God, Nature, and Anna Comstock

On the glorious splendor of your majesty, and on your wondrous works, I will meditate. Ps. 145:5

Nature, second to the incredible truths of Scripture, has an ability to point our hearts to worship in awe of God Our Maker. Nothing points to God as incredibly as what He has made. Whether it is the human body He has made in HIs image, or the roaring sea rolling over crabs scurrying across the beach, the more awe we hold for nature, the more likely our hearts will be sent into childish and heartfelt awe of our Creator.

For those of us who believe in God as the creator of all things, nature is part of our theology. It is crucial we not the creational work of God mindlessly.

I am a busy person and understand it is easy to not walk this earth slowly enough to even savor the sunrise. But, as this created universe is a direct key to adoring my Father more, I have been convicted time and time again of my haste to live in it and not truly see with awe the world I am living in. But am deeply committed that my children also develop a deep appreciation for God’s creation. Every science we study is a direct finger pointing to God, saying “Wow!”

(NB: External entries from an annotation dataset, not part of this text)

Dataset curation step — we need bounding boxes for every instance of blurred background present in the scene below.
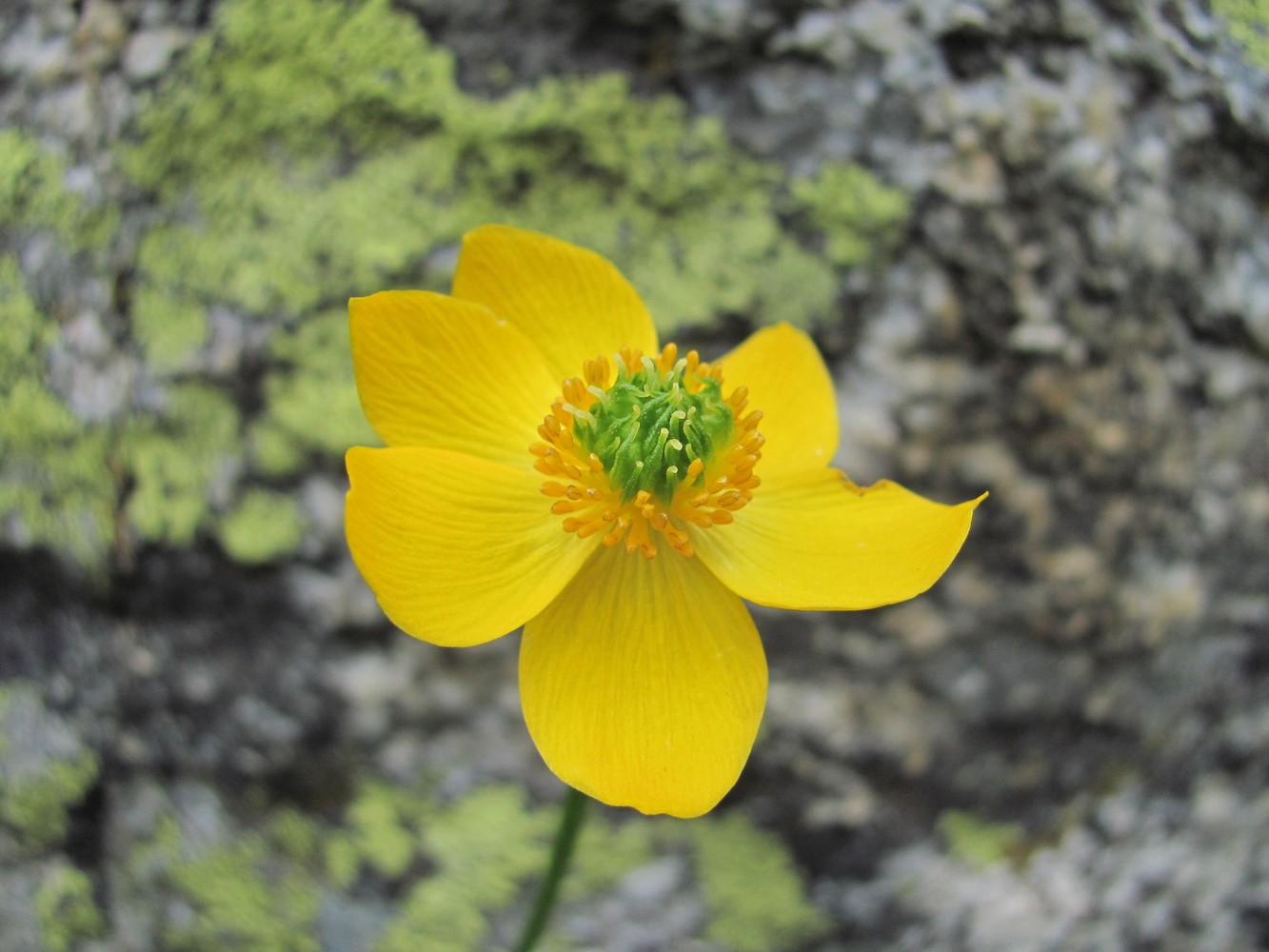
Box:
[0,0,1269,952]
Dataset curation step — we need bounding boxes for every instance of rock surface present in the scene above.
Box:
[0,0,1269,952]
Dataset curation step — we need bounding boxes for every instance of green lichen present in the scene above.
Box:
[792,163,911,267]
[217,488,307,564]
[938,810,1022,868]
[138,781,821,952]
[0,129,115,566]
[376,787,553,952]
[33,861,106,952]
[117,384,241,545]
[690,814,826,952]
[1212,0,1269,66]
[0,682,99,853]
[327,783,426,888]
[111,0,903,571]
[164,834,321,952]
[0,129,115,244]
[0,751,98,849]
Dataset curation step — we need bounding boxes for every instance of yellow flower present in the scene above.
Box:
[346,226,980,816]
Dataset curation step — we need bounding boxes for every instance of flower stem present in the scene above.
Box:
[515,787,586,952]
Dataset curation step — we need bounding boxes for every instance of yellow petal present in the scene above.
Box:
[454,225,656,386]
[691,469,986,609]
[347,290,560,467]
[720,324,838,480]
[521,547,766,816]
[344,446,598,646]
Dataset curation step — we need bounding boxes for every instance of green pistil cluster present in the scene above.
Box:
[574,357,733,506]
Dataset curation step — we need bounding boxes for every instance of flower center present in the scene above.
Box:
[530,344,763,559]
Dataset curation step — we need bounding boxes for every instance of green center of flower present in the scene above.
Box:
[574,357,735,506]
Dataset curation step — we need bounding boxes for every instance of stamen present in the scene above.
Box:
[529,344,765,559]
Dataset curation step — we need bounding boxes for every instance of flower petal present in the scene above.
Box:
[718,324,839,480]
[691,468,986,609]
[344,446,598,646]
[454,225,656,386]
[521,547,766,816]
[347,290,560,467]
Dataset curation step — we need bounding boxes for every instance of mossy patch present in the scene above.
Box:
[0,682,99,853]
[133,781,821,952]
[0,129,115,566]
[938,810,1022,868]
[0,0,901,567]
[690,814,826,952]
[101,0,913,571]
[33,860,106,952]
[217,488,306,564]
[164,833,321,952]
[1212,0,1269,66]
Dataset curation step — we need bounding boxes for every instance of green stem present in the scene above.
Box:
[515,787,586,952]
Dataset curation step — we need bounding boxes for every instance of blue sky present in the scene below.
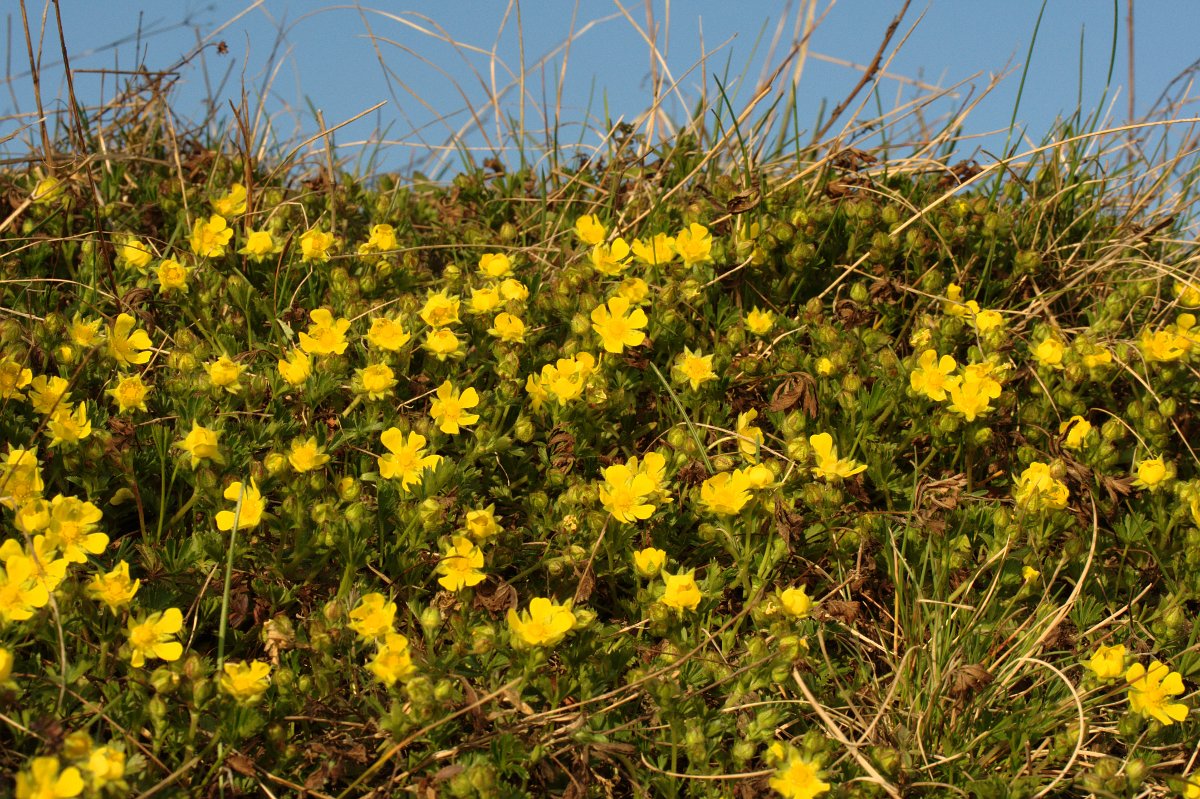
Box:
[0,0,1200,169]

Scientists have been on earth studying what God has made for thousands of years, and as time has passed, science has only shown us how mush more there is to learn! We don’t know the half of the expanse of the universe. We don’t understand the workings of time. We cannot wrap our minds around eternity. There are animals and fish we have yet to discover. We have not even broached past the thin crust of our own planet!

As I teach my children about God, His creation gives great ease in pointing their little hearts to be amazement and awe of Him.

I love the emphasis placed upon nature through the Charlotte Mason Method of education that we use for home-schooling our children. We begun our nature education by spending time enjoying nature. Charlotte Mason recommends children play outdoors a minimum of two hours a day, regardless of weather. Although, whether does matter a bit to me, I do encourage my children to get outdoors at every given opportunity and never discourage them from going out to play.

We didn’t begin studying nature by going on nature walks and identifying birds and plants. We began learning to love nature by rolling in the grass, climbing trees, building mud pies, watching birds and squirrels at our feeder, following an ant to her tribe, and catching butterflies in nets.

Once an enjoyment of nature was established, we moved on slowly to drawing, photographing, and coloring nature. Honestly, with an enjoyment for creation established, the more detailed attention into what was already enjoyed is a natural step. My children started a nature sketchbook before they could write. Each term we focus on studying one aspect of nature. We have studied birds, agriculture, insects, reptiles, and this term we are working on freshwater fish.

That is where Comstock’s book: Handbook of Nature comes in. Anna Comstock, has been our guide as we learn about this amazing world and the creatures God has made. She is a renowned anthropologist from Cornell University in Ithaca, NY. Her studies on nature are not only well versed, but she doesn’t wax too eloquent for children. Her notes on each animal or plant are brief, but specific.

I am not certain she is a Christian, but Anna Comstock makes note of God in her writing as many authors in the early days of our country did. So, I am confident my children are getting a perspective on nature that acknowledges God as the Creator.

I love the entertaining and easy reading through Comstock’s Handbook of the Study of Nature. We read about the brook trout a few weeks ago and in her notes on his eating habits she writes: “Woe to the unfortunate insect that falls upon the surface of the water in his vicinity…”

At the end of each nature lesson, Anna Comstock directs us in specific observations, questions and thoughts that give us room to see the created item through with eyes of detail and thought, giving us sketching or essay starts. My children have absorbed so much about nature from simply processing what they have learned through drawing or oral essays-eventually written essays.

As we continue out journey of the study of God’s creation, I am find my own heart falling into worship as we learn about this amazing world, the incredible design in this fallen universe, that I can easily echo with my children and the Psalmist:

When I look at your heavens, the work of your fingers,
    the moon and the stars, which you have set in place,
what is man that you are mindful of him,
    and the son of man that you care for him? Ps. 8:3-4

O Lord, how manifold are your works!